TL; DR - Originally Judaism had God responsible for both Good and Evil, and Satan as God’s subordinate.
Regarding gnosticism, it is interesting to note that Iraeneus appears to describe the wicked Simon Magus’s heresies in a way that appears to match Paul’s Christianity -
Just what was Simon Magus’s “wicked and deceitful doctrine”, that apparently inspired heretical Gnostic sects and prompted numerous patristic writers to expend so much energy and ink refuting it?
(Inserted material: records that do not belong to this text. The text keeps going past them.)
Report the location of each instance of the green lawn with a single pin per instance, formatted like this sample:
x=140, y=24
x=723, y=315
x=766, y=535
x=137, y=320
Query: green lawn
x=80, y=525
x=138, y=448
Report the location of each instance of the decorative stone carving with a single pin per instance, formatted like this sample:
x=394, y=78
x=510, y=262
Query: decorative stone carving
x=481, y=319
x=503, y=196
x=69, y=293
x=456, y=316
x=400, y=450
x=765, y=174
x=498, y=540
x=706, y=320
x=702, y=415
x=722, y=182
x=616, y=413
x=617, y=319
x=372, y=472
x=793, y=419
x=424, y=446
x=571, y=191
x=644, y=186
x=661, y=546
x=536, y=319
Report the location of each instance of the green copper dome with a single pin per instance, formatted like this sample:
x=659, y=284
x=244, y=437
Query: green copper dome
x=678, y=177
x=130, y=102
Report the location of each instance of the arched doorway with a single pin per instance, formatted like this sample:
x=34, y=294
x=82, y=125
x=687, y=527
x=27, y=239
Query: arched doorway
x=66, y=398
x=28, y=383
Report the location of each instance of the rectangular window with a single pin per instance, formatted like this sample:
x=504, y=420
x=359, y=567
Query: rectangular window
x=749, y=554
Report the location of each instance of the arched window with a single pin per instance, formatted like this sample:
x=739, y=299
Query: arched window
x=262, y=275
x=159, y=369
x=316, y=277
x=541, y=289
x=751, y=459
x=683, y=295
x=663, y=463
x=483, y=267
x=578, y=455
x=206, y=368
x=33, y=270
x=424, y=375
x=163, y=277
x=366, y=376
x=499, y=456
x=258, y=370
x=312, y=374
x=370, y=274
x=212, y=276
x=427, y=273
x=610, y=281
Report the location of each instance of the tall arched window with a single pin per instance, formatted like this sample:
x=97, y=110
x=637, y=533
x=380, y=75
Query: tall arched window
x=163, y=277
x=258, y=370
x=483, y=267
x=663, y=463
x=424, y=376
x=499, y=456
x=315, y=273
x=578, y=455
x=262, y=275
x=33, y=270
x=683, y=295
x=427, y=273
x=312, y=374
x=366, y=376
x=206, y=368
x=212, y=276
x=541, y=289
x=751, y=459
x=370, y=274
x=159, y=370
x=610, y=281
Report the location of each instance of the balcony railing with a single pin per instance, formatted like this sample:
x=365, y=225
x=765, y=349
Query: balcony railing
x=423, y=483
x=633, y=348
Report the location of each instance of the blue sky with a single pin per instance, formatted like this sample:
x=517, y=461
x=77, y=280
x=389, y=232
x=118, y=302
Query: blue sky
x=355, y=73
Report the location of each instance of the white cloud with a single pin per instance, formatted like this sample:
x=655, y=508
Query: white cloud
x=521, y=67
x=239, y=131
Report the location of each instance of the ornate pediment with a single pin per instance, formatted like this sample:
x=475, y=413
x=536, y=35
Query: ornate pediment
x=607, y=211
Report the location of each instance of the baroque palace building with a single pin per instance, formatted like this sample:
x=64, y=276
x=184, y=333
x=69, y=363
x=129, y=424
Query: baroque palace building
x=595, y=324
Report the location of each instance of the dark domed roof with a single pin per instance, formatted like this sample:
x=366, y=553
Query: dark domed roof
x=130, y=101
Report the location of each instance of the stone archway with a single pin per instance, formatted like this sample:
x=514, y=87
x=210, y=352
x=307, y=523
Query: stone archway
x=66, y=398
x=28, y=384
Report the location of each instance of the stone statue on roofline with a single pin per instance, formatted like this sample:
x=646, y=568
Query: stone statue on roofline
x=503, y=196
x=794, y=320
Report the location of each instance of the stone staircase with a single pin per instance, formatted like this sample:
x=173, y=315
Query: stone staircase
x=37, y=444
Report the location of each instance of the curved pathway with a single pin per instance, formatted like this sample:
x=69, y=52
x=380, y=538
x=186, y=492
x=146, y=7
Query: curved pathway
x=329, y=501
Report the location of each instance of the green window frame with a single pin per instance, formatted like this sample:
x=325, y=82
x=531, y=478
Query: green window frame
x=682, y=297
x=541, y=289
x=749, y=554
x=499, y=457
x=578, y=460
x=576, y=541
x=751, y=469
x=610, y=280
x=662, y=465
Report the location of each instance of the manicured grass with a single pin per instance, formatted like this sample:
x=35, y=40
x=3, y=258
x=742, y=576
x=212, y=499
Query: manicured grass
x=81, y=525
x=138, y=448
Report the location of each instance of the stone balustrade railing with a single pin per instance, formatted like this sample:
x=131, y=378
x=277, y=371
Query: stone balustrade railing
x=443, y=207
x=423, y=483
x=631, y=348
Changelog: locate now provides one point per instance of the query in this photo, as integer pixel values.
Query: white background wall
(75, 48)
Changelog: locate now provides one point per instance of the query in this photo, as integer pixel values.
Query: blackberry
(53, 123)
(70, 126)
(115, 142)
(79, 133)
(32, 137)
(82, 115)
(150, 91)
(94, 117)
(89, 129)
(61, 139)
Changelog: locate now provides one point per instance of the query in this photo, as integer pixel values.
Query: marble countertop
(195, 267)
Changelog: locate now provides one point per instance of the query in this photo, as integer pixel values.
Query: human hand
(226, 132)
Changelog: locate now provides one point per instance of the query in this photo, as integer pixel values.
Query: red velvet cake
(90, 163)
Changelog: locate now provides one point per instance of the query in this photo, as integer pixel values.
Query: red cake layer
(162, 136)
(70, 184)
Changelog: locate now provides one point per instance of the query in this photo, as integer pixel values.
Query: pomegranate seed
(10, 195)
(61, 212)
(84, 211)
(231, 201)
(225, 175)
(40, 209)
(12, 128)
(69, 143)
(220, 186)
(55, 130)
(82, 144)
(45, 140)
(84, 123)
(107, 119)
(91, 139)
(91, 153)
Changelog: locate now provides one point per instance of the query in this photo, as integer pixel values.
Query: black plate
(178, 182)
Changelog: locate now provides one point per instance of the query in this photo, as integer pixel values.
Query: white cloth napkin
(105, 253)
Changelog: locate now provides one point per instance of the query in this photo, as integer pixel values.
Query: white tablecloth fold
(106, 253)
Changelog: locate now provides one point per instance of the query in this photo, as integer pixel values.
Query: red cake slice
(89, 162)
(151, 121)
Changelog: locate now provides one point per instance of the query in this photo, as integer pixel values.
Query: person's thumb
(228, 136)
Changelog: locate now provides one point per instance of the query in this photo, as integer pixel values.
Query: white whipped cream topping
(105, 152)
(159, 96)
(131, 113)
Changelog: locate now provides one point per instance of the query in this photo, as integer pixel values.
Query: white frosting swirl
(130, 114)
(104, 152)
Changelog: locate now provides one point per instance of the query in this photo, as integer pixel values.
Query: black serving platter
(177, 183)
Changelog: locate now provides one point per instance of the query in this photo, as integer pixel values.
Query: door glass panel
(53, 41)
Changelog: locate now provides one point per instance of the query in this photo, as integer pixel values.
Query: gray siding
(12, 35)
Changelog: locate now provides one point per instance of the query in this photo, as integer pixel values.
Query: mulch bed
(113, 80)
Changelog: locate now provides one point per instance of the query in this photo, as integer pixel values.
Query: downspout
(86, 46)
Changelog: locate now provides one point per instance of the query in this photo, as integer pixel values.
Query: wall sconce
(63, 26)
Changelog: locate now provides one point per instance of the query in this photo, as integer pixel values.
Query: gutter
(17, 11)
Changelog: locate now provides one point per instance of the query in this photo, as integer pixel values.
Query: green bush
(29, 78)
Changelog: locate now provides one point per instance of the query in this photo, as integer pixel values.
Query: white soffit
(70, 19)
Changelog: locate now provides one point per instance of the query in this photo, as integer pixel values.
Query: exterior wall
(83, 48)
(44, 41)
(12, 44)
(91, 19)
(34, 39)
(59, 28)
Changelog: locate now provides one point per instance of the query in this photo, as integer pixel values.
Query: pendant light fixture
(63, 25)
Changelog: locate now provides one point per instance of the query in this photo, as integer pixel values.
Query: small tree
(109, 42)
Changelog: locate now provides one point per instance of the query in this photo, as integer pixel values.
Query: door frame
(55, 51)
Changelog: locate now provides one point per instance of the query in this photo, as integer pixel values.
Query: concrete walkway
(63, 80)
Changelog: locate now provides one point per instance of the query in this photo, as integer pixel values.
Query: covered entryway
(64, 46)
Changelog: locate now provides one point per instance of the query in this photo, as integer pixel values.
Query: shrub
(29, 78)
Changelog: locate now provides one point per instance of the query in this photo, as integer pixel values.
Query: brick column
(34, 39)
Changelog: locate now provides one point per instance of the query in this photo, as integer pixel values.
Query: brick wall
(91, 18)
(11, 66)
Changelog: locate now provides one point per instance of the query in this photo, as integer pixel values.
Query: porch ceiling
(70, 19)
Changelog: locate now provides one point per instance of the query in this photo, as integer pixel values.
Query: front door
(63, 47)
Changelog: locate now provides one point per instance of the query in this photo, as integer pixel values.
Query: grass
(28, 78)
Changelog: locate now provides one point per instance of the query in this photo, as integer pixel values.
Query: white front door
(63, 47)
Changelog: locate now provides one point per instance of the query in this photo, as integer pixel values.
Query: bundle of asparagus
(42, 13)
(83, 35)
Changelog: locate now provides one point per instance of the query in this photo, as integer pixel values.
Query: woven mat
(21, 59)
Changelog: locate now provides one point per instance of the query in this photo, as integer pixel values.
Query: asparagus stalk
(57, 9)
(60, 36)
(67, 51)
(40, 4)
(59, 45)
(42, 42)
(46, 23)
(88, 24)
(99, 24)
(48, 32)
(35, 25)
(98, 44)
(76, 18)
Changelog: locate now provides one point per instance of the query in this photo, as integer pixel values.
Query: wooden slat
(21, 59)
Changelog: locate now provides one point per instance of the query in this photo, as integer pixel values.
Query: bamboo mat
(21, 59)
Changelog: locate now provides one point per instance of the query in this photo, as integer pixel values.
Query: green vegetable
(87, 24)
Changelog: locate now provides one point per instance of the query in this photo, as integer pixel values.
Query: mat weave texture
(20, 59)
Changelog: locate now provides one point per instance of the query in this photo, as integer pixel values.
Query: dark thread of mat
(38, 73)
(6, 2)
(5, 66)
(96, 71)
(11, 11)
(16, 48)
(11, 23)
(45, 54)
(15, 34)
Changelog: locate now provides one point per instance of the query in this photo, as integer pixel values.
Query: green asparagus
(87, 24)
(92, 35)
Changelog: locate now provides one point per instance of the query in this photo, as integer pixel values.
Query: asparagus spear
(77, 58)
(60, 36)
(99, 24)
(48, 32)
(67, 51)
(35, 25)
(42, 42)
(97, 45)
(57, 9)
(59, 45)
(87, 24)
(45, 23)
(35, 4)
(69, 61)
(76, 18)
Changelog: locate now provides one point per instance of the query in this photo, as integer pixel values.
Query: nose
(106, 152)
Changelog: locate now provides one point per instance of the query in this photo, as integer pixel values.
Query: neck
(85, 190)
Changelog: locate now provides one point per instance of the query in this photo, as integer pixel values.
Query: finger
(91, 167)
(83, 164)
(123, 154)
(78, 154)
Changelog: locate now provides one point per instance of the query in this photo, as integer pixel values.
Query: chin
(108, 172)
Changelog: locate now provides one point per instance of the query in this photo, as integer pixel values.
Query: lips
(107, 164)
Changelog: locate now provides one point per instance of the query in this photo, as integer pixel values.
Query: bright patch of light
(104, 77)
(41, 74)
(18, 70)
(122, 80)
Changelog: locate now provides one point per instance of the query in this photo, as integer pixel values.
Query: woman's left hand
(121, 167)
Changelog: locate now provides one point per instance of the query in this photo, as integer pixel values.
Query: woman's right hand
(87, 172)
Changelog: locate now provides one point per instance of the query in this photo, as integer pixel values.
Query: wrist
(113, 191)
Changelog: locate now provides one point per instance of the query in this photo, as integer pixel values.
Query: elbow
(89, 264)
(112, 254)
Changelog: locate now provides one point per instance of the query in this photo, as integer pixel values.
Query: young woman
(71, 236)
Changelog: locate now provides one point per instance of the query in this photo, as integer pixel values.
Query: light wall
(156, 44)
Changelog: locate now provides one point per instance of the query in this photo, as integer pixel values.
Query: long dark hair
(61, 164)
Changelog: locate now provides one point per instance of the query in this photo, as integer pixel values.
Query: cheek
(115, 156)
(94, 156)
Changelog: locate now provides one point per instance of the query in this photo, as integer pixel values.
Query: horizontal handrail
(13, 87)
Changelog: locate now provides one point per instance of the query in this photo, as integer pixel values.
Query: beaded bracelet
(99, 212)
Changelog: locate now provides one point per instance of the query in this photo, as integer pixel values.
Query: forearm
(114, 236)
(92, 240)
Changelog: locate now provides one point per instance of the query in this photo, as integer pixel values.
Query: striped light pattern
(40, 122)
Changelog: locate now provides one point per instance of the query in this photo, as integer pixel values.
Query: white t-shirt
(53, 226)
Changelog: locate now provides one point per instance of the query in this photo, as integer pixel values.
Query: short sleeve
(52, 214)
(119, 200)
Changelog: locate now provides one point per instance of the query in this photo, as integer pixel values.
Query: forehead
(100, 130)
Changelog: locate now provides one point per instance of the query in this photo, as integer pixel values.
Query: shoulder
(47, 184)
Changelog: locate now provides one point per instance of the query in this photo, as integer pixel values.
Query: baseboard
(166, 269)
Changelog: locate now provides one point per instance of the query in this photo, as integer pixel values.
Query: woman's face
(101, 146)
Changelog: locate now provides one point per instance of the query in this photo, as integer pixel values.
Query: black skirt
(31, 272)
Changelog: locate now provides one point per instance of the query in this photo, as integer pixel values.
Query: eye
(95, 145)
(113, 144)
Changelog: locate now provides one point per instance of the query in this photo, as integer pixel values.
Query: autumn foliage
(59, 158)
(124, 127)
I was struck by an observation Robert M. Price made in The Amazing Colossal Apostle (p. 213) and had to look at the original texts for myself.
According to Irenaeus, our earliest witness to Simon’s doctrine ( Against Heresies I.23.3), Simon based his sect on the following teaching:
Now this Simon of Samaria, from whom all sorts of heresies derive their origin, formed his sect out of the following materials: … men are saved through grace, and not on account of their own righteous works. For such deeds are not righteous in the nature of things, but by mere accident, just as those angels who made the world, have thought fit to constitute them, seeking, by means of such precepts, to bring men into bondage. On this account, he pledged himself that the world should be dissolved, and that those who are his should be freed from the rule of them who made the world.
What’s curious is that this is almost exactly the same gospel that Paul teaches in Galatians, particularly in chapters 2–4.
I do not nullify the grace of God; for if justification comes through the law, then Christ died for nothing. (2.21)
Why then the law? … it was ordained through angels by a mediator. (3.19)
But the scripture has imprisoned all things under the power of sin… before faith came, we were imprisoned and guarded under the law until faith would be revealed. (3.22-23)
…while we were minors, we were enslaved to the elemental spirits of the world. (4.3)
Formerly, when you did not know God, you were enslaved to beings that by nature are not gods. Now, however, that you have come to know God, or rather to be known by God, how can you turn back again to the weak and beggarly elemental spirits? How can you want to be enslaved to them again? (4.8-9)
So both Simon Magus and Paul seem to be basing their gospel on the following:
Men are saved by grace, and not through righteousness (works under the law).
The law was given by angels to bring men into bondage.
The true God has finally made himself known unto men.
Now people can be freed from the bondage of the law and the “elemental spirits that were not gods” (Paul) or “them who made the world” (Simon), which works out to the same thing in Gnostic theology.
(This is very likely not the way Paul’s gospel was explained to you in church, but there it is, in black and white, in Galatians.)
Christianity is monotheistic, because Christians believe it to be so. A belief cannot be something other than what those who hold it believe it to be, can it?
Zoroastrianism, at least in its ancient form, came quite close to the strict dualism as defined in the OP (I’m not sure where the current belief system is, but I think there’re about 200K modern adherents).
I believe that even in the ancient form Ormazd was assured of ultimate victory, so must be at least a little bit stronger than Ahriman. In the modern form, even more so.
Yes, he’s a god in some sense, but nowhere is he on par with the God. So we do have a form of dualism (possibly/likely influenced through Judaism’s contact with Zoroastrianism in the Persian era), but not as stated in the OP.
Yes, and this problem goes all the back to ancient Israel. Archaeologists have found altars to, e.g., “YHWH and his Asherah” (a female Canaanite goddess). Syncretism is standard fare in every generation, including our own (Christian nationalism is a trendy form in our own American context).
Prince of air,the Lord of this earth,etc .I know he loses the War but what beign could be so pwoerfull to go against hes creator if hes not soem sort of"god"?
I guess I don’t follow. I’ve already acknowledged Satan is a god of sorts, but nothing he has or does is comparable to YHWH. This, at least, is the orthodox Christian tradition. If Satan possessed omniscience and omnipotence, then we’d be having a different conversation.